Kyoung Ho JungYeon-Gil KimChang Min KimHyun Ji HaChang Sup LeeJun Hyuck LeeHyun Ho ParkPublished in: FEBS letters (2020)
MurE ligase catalyzes the attachment of meso-diaminopimelic acid to the UDP-MurNAc-l -Ala-d -Glu using ATP and producing UDP-MurNAc-l -Ala-d -Glu-meso-A2 pm during bacterial cell wall biosynthesis. Owing to the critical role of this enzyme, MurE is considered an attractive target for antibacterial drugs.

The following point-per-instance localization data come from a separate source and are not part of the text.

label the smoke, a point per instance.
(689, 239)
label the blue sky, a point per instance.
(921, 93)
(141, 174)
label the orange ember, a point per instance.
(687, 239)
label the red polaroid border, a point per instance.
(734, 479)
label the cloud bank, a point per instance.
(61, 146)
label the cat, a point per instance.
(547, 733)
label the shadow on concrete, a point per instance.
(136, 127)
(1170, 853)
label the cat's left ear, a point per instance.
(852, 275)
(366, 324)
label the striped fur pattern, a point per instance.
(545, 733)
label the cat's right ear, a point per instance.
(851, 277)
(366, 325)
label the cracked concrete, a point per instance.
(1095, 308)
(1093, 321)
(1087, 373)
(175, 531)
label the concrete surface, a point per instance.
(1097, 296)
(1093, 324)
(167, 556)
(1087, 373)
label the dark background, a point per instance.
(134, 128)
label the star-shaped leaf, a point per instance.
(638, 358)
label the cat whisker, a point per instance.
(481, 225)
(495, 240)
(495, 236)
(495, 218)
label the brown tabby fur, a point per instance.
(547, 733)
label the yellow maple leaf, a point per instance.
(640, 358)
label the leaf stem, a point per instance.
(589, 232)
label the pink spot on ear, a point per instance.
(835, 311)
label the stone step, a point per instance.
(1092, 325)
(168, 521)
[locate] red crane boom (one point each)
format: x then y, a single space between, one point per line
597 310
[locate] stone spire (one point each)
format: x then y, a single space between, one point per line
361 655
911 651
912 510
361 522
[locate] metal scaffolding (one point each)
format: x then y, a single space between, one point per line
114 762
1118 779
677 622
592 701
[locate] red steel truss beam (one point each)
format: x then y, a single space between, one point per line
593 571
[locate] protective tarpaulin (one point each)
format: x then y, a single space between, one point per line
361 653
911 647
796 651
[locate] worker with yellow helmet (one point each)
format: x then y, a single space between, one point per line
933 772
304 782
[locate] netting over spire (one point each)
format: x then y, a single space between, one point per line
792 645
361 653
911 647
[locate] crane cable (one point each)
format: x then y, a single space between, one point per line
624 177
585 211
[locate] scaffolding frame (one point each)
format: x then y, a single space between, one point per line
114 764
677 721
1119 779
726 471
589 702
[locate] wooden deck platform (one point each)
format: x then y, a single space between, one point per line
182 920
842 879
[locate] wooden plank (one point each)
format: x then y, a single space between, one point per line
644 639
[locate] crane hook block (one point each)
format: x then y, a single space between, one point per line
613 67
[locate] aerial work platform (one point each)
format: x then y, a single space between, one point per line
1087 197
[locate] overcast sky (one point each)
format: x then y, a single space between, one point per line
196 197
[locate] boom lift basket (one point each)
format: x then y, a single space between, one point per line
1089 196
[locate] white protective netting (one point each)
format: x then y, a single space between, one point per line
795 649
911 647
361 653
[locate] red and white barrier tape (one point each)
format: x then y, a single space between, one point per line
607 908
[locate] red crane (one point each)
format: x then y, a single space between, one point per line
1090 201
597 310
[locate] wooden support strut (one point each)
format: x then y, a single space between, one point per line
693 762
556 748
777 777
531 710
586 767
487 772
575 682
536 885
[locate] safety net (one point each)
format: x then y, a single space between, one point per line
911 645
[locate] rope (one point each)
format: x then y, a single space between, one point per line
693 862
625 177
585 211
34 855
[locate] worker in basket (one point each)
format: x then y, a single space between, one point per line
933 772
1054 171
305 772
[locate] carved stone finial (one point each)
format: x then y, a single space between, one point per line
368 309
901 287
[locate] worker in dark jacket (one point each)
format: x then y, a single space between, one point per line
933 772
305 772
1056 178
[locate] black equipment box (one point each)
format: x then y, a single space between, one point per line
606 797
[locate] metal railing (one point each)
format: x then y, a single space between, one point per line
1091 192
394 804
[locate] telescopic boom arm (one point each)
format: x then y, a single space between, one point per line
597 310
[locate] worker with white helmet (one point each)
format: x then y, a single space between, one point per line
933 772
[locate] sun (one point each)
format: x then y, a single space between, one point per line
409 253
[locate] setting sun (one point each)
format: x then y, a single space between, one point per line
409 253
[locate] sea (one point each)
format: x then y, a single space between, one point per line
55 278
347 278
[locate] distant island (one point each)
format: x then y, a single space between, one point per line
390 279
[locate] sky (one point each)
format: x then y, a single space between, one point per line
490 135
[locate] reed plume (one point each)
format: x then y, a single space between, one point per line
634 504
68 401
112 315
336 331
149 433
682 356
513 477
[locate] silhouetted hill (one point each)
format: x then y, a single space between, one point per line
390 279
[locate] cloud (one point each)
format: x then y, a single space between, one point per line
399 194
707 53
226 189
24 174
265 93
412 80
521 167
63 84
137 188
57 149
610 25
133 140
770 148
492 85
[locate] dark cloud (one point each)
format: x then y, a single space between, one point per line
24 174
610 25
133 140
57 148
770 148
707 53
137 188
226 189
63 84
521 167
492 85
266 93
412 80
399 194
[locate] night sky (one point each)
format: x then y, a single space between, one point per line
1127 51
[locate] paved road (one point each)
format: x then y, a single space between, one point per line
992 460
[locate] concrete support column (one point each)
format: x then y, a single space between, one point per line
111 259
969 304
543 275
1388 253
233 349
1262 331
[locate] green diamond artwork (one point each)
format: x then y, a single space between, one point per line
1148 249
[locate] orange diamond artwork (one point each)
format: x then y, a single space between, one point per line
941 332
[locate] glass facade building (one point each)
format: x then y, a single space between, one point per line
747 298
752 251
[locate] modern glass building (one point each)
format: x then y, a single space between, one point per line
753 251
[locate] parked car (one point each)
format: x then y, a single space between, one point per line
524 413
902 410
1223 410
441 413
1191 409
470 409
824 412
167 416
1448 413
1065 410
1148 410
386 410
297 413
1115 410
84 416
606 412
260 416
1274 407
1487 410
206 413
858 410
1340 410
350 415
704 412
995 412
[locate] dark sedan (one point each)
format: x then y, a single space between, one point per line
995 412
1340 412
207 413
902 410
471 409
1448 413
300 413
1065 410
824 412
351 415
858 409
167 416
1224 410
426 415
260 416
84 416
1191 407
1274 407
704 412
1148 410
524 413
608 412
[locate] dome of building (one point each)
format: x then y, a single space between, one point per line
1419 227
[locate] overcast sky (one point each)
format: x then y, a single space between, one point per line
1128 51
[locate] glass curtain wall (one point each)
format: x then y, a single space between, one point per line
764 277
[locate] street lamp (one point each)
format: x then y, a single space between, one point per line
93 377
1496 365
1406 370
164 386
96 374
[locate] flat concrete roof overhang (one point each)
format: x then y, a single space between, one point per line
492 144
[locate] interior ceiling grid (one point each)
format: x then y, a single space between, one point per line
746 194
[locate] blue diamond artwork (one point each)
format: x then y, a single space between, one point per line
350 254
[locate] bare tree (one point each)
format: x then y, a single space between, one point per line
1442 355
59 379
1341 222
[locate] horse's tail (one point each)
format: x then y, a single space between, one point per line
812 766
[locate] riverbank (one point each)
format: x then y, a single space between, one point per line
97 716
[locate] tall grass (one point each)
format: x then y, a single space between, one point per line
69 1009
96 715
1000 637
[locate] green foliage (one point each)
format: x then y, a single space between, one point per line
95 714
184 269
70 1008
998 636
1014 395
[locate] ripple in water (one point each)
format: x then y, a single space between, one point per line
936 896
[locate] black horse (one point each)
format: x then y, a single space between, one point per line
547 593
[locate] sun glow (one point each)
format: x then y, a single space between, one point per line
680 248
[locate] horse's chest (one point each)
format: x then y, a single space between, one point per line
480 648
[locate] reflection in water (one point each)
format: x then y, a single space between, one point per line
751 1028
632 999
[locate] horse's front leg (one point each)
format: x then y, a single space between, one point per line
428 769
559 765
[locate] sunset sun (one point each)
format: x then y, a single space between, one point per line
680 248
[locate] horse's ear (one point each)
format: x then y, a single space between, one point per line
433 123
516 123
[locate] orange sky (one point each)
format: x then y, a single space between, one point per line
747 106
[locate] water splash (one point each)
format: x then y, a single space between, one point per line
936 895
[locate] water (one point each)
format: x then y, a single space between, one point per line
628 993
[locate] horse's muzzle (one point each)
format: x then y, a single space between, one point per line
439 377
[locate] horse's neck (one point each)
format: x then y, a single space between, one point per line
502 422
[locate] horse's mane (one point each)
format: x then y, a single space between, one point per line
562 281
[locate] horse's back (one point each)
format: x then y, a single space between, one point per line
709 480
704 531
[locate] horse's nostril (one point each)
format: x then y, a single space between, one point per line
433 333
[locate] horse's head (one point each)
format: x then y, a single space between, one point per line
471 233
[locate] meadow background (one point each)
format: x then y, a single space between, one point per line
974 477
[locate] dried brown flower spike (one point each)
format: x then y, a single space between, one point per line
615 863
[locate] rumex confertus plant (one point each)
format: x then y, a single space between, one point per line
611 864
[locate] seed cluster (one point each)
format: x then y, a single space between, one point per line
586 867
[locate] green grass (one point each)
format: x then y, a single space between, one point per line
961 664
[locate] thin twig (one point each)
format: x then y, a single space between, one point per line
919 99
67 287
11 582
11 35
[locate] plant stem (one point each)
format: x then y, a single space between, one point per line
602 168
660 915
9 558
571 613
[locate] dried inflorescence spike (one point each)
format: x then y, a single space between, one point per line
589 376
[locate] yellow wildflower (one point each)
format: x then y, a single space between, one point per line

Despite extensive studies on MurE ligase, the structural dynamics of its conformational changes are still elusive. In this study, we present the substrate-free structure of MurE from Acinetobacter baumannii, which is an antibiotic-resistant superbacterium that has threatened global public health. The structure revealed that MurE has a wide-open conformation and undergoes wide-open, intermediately closed, and fully closed dynamic conformational transition. Unveiling structural dynamics of MurE will help to understand the working mechanism of this ligase and to design next-generation antibiotics targeting MurE.